And i agree that we first need the amenities @blueforce listed, and we first need to consistently (read multiple years in a row) stuff the stadium to capacity before entertaining expansion. But it's fun to dream after our long walk through the desert. I think that's what these fan forums are for.
I don't necessarily disagree with you, but these are the types of things that recruits see when they come on official visits. Davis is fielding a good team right now and that helps, but the glitz and glamour definitely help in the process.
Not to continue with the Montana facilities envy fest, but here is a link to their "Champions Center," of which the weight and locker rooms pictured above are a part. It is astonishing. https://gogriz.com/facilities/?id=12
I think posters here are absolutely right - we need something like that at UCD first before we build up the stadium. But now I'm starting to think that expanding the stadium would be less expensive!!!
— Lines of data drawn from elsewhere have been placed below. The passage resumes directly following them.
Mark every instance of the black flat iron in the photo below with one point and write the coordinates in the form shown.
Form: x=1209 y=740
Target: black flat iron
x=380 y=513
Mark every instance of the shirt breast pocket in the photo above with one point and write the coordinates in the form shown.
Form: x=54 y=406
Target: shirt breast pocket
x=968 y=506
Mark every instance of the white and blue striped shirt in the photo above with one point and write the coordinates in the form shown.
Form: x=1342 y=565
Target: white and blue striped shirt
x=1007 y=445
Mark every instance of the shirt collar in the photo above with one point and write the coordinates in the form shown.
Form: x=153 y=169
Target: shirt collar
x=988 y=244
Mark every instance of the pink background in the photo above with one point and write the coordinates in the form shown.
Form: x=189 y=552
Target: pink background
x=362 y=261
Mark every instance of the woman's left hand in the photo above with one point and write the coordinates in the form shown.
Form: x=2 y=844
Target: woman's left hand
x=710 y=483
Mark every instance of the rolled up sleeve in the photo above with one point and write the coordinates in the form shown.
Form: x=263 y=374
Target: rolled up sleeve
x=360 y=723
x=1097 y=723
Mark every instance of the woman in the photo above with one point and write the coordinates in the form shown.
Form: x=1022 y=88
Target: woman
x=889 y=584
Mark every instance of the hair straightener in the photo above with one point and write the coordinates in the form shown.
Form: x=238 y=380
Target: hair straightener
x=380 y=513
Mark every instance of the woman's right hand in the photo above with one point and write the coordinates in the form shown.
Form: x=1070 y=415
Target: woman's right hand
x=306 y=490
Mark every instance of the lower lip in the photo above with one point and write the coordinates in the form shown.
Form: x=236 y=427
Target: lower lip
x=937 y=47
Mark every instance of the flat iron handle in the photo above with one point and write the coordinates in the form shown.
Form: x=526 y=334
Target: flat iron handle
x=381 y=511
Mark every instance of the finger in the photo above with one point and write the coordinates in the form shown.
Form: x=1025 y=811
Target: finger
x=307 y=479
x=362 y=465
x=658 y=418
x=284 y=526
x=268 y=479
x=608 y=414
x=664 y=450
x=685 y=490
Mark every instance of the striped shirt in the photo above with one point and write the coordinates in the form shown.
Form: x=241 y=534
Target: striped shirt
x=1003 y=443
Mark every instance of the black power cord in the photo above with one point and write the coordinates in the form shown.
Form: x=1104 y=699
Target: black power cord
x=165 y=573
that's what SDSU does, the athletic facility is next to the practice fields and football has just about a whole floor, but the gym, academic tutoring center, and some meeting rooms are for the whole department. And there's a lecture hall on the ground floor that has classes.
I imagine that kind of setup would be an easier sell for the Aggie stakeholders
Believe it or not, Montana built their training facility for about $275/sf, a pretty good value in construction. I watched a video tour and it is a pretty simple building in terms of construction and materials. Just lots of vinyl graphics and a little architectural lighting make it look more impressive. Actually pretty financially responsible. They were able to fund-raise the full cost of construction, which is not likely at Davis. As Zander alludes to, a common funding mechanism at public universities is to co-mingle athletics and academics in one structure - you can use state academic money to build general use offices, classrooms, and lecture halls. In this way you can help subsidize the sunk costs of site development, utilities, general conditions, etc. under academic auspices and athletic funding covers the difference for their added floors or wing at a better price-point than going it alone. It just means you have to be OK with non-athletes being around and do it strategically enough not to get the Academic Senate's panties in a wad.
I wonder if they used non union labor. And its Montana, not California. If Football asks for too much football specific, and gender equity becomes tougher.
While the Montana facility does include a football locker room, the balance of the facility is for all 15 sports they field. True, they were probably not paying the CA $50-75/hr prevailing wage to construction workers, but I will say this - politics aside, I work with both union and non-union labor and the union guys show up on time, have fewer OSHA injuries and less re-work. There's value in that.
I've heard in affluent parts of the Bay the cheapest guy on a home remodel job is $90.
I wonder when balconies collapse recently, etc., how much was non union or illegal blow and go. I had relatives in the trades, they did it right, and to last. To code, or above.